Ask the right consumer the right questions
On delayed flights, market research, and why customer satisfaction surveys are good in theory but chronically flawed in practice
One of the nearly ubiquitous experiences of modern consumer living is the follow-up customer survey. “You may receive a survey in the coming days” is recited almost reflexively, as often is its tagalong buddy, “Anything less than a 9 or 10 is considered a failure”.
■ In theory, these surveys are a clever attempt to collect valuable market data that otherwise might be too hard to uncover before it’s too late. But a truly astonishing number of these surveys fail to ask the right questions, corrupting the data, hiding the information they’re supposed to reveal, and generally wasting well-meaning customers’ time.
■ That’s because most of the surveys ask about a narrow range of judgment points, and far more often than not represent the experience as belonging entirely to the front-line, customer-facing employees.
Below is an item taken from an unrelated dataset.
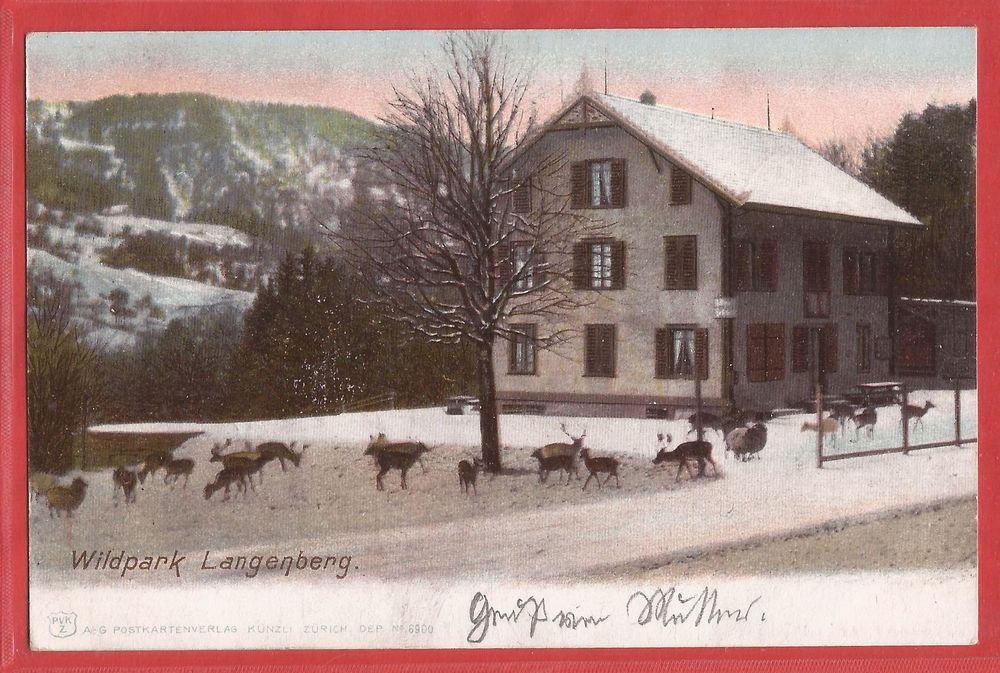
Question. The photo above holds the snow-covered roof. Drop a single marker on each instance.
(750, 165)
Most reasonable people realize that there are second-order and third-order causes that lead to their experiences, but the surveys rarely probe that far.
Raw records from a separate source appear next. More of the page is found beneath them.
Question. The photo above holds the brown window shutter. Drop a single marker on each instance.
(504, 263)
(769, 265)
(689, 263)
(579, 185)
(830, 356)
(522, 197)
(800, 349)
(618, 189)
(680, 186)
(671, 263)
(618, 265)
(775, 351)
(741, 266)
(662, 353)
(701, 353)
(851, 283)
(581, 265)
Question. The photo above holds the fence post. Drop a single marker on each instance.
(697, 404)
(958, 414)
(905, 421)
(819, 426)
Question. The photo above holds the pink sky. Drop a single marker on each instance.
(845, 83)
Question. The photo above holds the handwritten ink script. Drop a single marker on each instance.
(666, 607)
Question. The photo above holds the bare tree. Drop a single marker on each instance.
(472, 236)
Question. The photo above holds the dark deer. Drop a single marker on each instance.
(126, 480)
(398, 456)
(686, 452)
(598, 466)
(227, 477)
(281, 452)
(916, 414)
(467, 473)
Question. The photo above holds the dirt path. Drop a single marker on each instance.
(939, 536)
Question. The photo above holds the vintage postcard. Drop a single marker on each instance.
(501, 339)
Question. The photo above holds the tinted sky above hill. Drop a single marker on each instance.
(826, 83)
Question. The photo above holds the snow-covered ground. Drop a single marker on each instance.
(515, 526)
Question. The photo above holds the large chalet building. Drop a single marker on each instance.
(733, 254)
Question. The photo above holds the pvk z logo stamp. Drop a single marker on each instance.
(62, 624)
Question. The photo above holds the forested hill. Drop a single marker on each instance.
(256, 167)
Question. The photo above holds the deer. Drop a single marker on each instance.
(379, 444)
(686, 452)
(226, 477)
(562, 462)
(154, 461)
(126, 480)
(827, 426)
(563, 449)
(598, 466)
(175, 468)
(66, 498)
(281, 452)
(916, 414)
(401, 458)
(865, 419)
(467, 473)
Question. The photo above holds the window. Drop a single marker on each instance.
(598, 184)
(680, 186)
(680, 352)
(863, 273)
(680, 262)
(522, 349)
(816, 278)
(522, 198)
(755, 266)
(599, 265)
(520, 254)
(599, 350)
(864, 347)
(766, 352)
■ An airline survey, for instance, might ask about whether a cabin crew was friendly and whether the lavatories were clean. These things matter, of course. But rarely do those surveys go on to ask equally important questions like, “Was everything about the online experience satisfactory?”, “Did we account for enough overhead bin space?”, or “Did you spend too much time waiting for a connection because our crews were mis-scheduled?”.
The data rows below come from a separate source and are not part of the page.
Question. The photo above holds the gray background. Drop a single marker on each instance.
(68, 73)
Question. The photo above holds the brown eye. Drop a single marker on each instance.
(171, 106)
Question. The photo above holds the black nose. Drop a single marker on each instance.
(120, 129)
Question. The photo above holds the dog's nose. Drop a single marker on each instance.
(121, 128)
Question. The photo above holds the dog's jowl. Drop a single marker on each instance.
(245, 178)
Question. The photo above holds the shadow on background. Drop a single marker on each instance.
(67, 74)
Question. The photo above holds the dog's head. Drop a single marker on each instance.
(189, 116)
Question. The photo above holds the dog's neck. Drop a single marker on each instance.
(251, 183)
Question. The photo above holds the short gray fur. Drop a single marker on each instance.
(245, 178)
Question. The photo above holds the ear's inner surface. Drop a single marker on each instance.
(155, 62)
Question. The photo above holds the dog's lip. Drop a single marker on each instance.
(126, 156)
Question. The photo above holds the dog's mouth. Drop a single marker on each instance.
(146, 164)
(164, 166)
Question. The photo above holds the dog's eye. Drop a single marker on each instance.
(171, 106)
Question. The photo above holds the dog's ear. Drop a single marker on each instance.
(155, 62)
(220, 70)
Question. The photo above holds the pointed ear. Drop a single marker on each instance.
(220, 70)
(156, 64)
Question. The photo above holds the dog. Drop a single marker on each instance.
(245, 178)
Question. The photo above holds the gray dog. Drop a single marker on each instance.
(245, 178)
■ There are countless times when things go wrong beyond the control of frontline customer-service employees, but the surveys are often structured so that they get punished in the scoring for factors well outside their control. Well-meaning consumers then start to pull their punches (not wanting to punish people for problems beyond their control), and solvable issues go undetected.
■ A good guideline in life comes in two parts: “If you see a problem, solve it. When attempting to solve a problem, be sure to solve the right problem.” Surveys all too often look like good attempts to do the first part right while failing miserably at the second.